In mead we have separate tasks such as classify or tagger. Each task can have multiple experiments, each corresponding to a separate model or different hyperparameters of the same model. An experiment is uniquely identified by the id. The configuration for an experiment is uniquely identified by hash(sha1) of the config file.
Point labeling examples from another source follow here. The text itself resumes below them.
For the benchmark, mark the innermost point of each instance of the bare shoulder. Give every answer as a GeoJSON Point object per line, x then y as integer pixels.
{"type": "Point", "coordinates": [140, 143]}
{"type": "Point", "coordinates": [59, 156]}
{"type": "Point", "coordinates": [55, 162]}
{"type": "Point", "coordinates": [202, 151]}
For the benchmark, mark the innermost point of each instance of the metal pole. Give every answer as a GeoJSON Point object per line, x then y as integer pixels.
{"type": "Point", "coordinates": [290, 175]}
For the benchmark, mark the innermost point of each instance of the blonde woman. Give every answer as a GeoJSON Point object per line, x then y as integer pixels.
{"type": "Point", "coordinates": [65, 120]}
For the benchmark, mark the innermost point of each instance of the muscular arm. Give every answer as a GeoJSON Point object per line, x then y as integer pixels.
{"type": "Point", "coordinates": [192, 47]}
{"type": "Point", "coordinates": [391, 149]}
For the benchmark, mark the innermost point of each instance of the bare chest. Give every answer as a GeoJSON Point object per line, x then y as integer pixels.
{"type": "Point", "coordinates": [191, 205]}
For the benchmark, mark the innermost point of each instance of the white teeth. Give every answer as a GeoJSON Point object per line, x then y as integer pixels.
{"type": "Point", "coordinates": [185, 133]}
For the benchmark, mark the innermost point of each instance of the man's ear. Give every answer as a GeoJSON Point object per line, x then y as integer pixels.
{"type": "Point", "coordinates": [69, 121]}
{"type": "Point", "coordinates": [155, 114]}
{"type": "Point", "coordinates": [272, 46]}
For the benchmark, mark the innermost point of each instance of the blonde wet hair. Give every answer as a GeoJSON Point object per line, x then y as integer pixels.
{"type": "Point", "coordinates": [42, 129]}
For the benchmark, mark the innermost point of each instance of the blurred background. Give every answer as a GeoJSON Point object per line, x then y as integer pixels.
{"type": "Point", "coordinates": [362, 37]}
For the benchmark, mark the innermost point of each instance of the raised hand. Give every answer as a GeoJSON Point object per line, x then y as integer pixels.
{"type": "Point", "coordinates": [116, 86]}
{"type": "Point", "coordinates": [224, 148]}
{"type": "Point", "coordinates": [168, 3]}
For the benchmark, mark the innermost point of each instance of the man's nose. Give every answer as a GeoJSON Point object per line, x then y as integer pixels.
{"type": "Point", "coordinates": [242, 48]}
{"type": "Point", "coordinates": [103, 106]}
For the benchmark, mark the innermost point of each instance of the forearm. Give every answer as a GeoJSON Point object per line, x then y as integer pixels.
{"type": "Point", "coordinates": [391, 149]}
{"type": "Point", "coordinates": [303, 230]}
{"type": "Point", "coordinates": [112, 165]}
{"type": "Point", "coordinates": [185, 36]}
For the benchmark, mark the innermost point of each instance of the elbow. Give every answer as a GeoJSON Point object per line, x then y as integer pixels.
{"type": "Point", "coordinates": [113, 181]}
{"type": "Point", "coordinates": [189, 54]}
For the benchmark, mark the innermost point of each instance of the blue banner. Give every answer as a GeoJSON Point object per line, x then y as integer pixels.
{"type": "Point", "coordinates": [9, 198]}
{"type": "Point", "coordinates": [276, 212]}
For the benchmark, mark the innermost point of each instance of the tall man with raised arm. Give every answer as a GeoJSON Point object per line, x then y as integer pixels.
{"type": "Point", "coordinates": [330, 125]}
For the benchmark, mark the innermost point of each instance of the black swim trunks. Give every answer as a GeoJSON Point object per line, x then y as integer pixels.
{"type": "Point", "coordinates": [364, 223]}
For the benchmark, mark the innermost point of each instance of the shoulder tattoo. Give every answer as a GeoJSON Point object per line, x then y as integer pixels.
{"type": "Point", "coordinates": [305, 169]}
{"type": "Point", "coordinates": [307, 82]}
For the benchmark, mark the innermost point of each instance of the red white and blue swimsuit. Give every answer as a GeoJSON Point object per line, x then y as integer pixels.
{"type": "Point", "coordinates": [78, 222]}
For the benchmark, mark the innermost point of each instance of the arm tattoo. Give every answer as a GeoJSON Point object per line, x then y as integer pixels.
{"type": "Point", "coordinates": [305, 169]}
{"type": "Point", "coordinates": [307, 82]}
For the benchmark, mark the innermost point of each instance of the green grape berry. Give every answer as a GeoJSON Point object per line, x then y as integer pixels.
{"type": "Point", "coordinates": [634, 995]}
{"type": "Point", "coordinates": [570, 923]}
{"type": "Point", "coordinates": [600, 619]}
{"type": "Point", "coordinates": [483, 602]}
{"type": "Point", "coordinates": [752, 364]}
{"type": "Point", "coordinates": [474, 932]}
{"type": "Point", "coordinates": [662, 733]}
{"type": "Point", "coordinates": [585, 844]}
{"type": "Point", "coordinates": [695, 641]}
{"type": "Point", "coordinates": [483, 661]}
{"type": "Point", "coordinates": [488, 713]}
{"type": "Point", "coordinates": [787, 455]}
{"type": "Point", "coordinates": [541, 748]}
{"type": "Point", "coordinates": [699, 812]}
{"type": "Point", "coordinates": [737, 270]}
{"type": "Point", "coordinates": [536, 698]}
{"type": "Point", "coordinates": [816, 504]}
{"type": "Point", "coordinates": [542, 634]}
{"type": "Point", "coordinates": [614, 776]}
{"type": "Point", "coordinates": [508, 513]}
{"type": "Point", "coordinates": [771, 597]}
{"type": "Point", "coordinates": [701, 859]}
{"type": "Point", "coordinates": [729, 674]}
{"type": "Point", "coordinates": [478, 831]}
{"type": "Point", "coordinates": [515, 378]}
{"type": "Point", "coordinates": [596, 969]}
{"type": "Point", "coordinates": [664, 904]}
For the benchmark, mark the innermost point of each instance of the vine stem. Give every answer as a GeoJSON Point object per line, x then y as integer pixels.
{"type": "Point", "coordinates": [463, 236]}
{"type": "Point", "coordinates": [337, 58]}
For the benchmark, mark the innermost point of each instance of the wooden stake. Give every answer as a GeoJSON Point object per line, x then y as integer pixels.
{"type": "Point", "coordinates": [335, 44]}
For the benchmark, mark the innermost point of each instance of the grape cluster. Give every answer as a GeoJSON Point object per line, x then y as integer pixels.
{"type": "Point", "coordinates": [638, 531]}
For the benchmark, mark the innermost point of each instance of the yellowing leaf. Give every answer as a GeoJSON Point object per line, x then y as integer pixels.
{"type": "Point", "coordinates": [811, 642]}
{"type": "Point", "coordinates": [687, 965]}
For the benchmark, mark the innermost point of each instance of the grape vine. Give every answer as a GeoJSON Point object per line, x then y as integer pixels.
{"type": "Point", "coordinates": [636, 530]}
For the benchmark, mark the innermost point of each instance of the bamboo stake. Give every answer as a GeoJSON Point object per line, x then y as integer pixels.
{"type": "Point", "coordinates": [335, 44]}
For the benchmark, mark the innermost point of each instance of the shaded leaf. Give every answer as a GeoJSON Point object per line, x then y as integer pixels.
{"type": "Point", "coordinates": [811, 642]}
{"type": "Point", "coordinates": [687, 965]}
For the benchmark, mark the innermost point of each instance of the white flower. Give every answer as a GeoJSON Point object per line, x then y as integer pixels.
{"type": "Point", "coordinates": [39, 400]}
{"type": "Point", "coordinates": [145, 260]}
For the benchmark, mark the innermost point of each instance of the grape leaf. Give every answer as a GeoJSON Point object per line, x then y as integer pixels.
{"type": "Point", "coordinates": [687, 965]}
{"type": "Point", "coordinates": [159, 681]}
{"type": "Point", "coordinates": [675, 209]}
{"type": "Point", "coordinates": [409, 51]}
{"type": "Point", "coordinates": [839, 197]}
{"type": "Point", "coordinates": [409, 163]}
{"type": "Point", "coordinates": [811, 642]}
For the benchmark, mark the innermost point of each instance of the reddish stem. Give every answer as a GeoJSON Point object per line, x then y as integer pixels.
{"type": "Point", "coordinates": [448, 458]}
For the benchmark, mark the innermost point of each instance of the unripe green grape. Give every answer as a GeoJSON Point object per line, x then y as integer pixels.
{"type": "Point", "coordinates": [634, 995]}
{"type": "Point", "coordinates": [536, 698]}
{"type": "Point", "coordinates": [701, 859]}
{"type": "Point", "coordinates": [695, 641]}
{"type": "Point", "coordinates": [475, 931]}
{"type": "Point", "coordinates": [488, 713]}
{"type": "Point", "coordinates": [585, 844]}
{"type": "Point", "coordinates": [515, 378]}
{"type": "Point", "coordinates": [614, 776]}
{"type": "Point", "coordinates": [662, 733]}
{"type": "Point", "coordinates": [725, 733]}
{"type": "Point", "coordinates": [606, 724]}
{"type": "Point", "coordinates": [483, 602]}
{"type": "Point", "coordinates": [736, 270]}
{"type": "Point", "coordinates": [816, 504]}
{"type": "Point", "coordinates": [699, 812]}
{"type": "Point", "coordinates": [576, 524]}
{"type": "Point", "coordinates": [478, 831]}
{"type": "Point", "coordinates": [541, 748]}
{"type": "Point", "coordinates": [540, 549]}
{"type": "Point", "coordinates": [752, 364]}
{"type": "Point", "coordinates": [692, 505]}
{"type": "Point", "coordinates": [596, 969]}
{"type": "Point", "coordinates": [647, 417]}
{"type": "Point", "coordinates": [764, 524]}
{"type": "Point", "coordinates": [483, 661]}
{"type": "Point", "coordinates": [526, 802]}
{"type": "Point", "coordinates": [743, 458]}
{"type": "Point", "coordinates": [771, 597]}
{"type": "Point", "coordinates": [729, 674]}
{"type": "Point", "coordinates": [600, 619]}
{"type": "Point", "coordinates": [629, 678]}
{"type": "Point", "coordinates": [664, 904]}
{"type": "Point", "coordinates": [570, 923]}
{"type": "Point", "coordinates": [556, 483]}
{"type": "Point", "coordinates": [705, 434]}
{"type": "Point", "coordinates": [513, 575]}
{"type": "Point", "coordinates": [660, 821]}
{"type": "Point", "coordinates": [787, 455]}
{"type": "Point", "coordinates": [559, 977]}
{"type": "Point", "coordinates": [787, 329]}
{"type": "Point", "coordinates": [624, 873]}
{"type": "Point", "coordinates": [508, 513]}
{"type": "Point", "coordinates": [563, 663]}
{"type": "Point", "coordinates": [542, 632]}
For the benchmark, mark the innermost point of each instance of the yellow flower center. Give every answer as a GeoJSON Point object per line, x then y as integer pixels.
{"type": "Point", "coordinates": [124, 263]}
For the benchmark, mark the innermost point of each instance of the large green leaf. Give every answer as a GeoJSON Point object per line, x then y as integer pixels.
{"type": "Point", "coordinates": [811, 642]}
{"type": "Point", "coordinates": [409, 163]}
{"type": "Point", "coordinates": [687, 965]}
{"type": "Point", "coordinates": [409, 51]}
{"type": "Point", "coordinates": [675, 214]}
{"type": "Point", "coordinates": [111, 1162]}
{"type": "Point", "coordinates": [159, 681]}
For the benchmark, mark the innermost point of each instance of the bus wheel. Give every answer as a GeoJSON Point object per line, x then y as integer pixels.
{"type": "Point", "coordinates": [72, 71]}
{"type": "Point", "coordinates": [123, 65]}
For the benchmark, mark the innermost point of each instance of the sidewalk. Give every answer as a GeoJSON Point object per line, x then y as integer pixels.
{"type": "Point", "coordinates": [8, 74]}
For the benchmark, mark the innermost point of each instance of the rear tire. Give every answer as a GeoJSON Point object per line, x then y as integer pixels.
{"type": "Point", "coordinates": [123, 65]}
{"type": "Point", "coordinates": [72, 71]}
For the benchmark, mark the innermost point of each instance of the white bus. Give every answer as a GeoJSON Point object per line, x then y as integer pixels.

After an experiment is done, use xpctl
to report the results to a mongodb server. Then use it to analyze, compare and export your experimental results. It can be used in repl
mode (inside a shell) and command
mode. Most examples shown here uses xpctl in the command
mode: (xpctl command arguments options
or xpctl --host localhost --port 27107 command argument(s) option(s)
)
xpctl
requires mongodb to be installed locally or an accessible server.
In the python
dir, run ./install_dev.sh xpctl
. Before installation, you can create a file xpctlcred.json
at your HOME
directory if you do not want to pass the parameters everytime you start the command. The file should look like this:
{
"user": <username>,
"passwd": <password>,
"dbhost": <dbhost>,
"dbport": <dbport>
}
dbhost is typically localhost
and dbport is 27017
.
If you use docker, xpctl
will be automatically installed.
Starting: use --host
,--port
,--user
and password
to specify the host, port, username and password for mongodb. Else, you can pass a config file with the option --config
. xpctl
assumes that the config file is located at ~/xpctlcred.json
(in which case you can just use the command xpctl
w/o specifying any option) but it can be saved anywhere you want.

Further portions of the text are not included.